Unfortunately, many men with metastatic prostate cancer—perhaps over 90%—have not been genetically tested in the past, so the men who have a BRCA mutation now won't know it. There will be a large scrambling among urologists and medical oncologists to get testing done. That is always a little bit tough, because you have to test either the circulating cell-free DNA—a biopsy that is less than 10 years old, and many of these men had their prostates removed more than 10 years ago—or you have to do a germline test. Rucaparib can be used in men with any of those positive genetic findings.

How do you foresee the treatment of patients with BRCA-mutated metastatic CRPC evolving in the coming years?

Dr. Vogelzang: The duration of response to rucaparib is about a little less than a year, so unfortunately, the drug is not long lasting. An emergence of resistance to rucaparib will be a major new medical challenge, requiring both pharmaceutical development and laboratory work to overcome that anticipated resistance. I've already had patients in TRITON2 whose cancers have become resistant, and it's a real challenge. These patients are young, healthy, and very upbeat about the fact that they got a good result with rucaparib. Then when it stops working, they're quite discouraged and have to start looking for new avenues of therapy. There may be some role for platinum-based agents in those patients in the future.

Do you have any words of advice for community oncologists and other members of the cancer care team treating these patients?

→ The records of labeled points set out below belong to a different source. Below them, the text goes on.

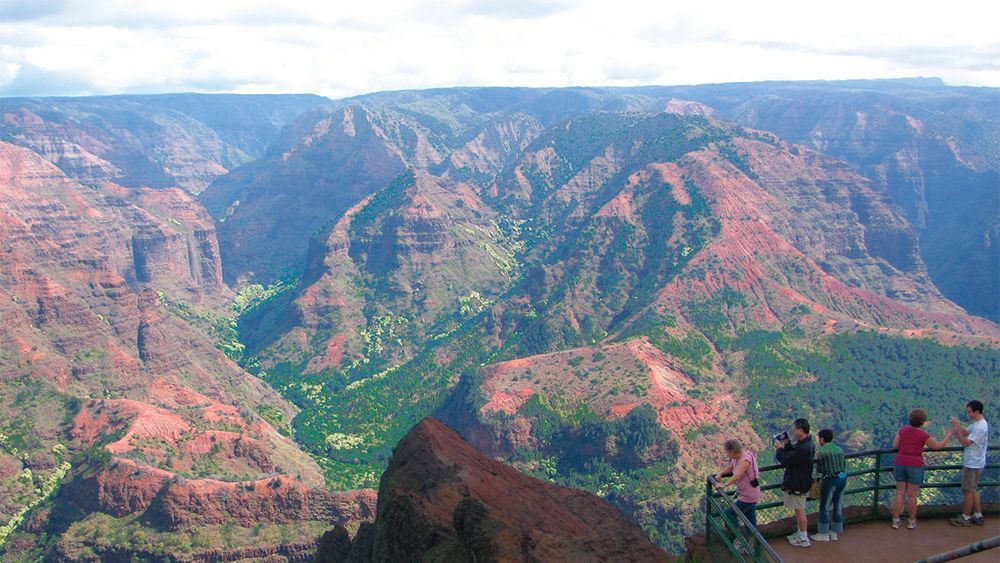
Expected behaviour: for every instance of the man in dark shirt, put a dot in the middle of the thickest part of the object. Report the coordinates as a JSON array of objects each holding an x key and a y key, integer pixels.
[{"x": 797, "y": 459}]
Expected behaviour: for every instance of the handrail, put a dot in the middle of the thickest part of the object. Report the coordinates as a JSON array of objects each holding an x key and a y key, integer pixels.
[
  {"x": 988, "y": 543},
  {"x": 874, "y": 486},
  {"x": 746, "y": 522}
]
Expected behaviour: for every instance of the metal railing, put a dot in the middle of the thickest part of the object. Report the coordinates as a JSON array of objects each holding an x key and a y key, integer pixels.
[{"x": 867, "y": 486}]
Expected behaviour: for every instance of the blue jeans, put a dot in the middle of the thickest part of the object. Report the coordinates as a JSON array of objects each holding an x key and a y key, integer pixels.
[
  {"x": 831, "y": 493},
  {"x": 749, "y": 509}
]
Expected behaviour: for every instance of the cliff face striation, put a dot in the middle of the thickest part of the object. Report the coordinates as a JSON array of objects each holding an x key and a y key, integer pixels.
[
  {"x": 179, "y": 140},
  {"x": 443, "y": 500},
  {"x": 127, "y": 419}
]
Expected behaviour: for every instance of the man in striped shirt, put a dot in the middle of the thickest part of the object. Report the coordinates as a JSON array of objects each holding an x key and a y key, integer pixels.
[{"x": 832, "y": 468}]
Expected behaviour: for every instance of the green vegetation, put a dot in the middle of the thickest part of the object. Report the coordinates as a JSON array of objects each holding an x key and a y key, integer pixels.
[
  {"x": 100, "y": 535},
  {"x": 867, "y": 381}
]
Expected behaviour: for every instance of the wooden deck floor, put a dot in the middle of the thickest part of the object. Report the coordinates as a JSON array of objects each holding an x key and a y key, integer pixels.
[{"x": 877, "y": 542}]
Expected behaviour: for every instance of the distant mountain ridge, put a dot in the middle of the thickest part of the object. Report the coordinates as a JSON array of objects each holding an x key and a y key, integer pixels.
[
  {"x": 165, "y": 140},
  {"x": 595, "y": 285}
]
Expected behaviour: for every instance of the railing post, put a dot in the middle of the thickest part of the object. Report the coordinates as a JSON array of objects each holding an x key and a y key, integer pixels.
[
  {"x": 708, "y": 511},
  {"x": 878, "y": 483}
]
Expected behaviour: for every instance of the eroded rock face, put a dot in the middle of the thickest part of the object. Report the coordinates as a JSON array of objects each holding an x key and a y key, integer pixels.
[
  {"x": 171, "y": 426},
  {"x": 442, "y": 499},
  {"x": 181, "y": 140}
]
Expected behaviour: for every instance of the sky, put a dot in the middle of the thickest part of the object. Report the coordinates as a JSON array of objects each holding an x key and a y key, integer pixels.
[{"x": 338, "y": 49}]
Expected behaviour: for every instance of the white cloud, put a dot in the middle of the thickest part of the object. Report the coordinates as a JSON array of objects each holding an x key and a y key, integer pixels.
[{"x": 338, "y": 49}]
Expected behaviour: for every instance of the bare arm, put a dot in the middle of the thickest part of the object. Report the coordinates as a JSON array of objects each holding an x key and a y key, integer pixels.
[
  {"x": 724, "y": 470},
  {"x": 961, "y": 433},
  {"x": 741, "y": 469},
  {"x": 935, "y": 445}
]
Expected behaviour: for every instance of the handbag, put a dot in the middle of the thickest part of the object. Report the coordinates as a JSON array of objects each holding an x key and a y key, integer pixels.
[{"x": 814, "y": 490}]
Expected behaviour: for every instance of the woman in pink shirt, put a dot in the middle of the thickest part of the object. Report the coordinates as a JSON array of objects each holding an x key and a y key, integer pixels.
[
  {"x": 741, "y": 466},
  {"x": 909, "y": 467}
]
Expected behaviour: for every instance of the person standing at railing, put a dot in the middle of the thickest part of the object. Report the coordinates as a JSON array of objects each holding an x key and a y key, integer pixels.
[
  {"x": 908, "y": 469},
  {"x": 974, "y": 440},
  {"x": 797, "y": 459},
  {"x": 741, "y": 466},
  {"x": 832, "y": 467}
]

Dr. Vogelzang: Yes, I do: test the tumor. I have a trick that I've been employing in the last six months. Caris Life Sciences®, where I get my somatic testing done, has partnered with a company called Ambry Genetics®. With the same tissue from the prostate biopsies or prostatectomy specimens, you can get both results back from both the genetic germline and the genetic somatic tests. I've found it to be very helpful.

About Dr. Vogelzang

Nicholas Vogelzang, MD, is a Clinical Professor of Medicine at the University of Nevada School of Medicine and a medical oncologist at the Comprehensive Cancer Centers of Nevada. He is also Associate Chair of the Genitourinary Committee for US Oncology Research and Vice Chair of the Southwest Oncology Group (SWOG) Genitourinary Committee. Dr. Vogelzang specializes in the treatment of genitourinary malignancies, including prostate, kidney, bladder, and testicular cancers, as well as lung cancer and mesothelioma. He has published numerous peer-reviewed articles and book chapters, and he has led many clinical trials investigating novel therapeutics for patients with mesothelioma and genitourinary malignancies.

For More Information

Abida W, Campbell D, Patnaik A, et al (2019). Preliminary results from the TRITON2 study of rucaparib in patients (pts) with DNA damage repair (DDR)-deficient metastatic castration-resistant prostate cancer (mCRPC): updated analyses. Ann Oncol (ESMO Congress Abstracts), 30(suppl_5):v327-v328. Abstract 846PD. DOI:10.1093/annonc/mdz248.003

Transcript edited for clarity. Any views expressed above are the speaker's own and do not necessarily reflect those of i3 Health.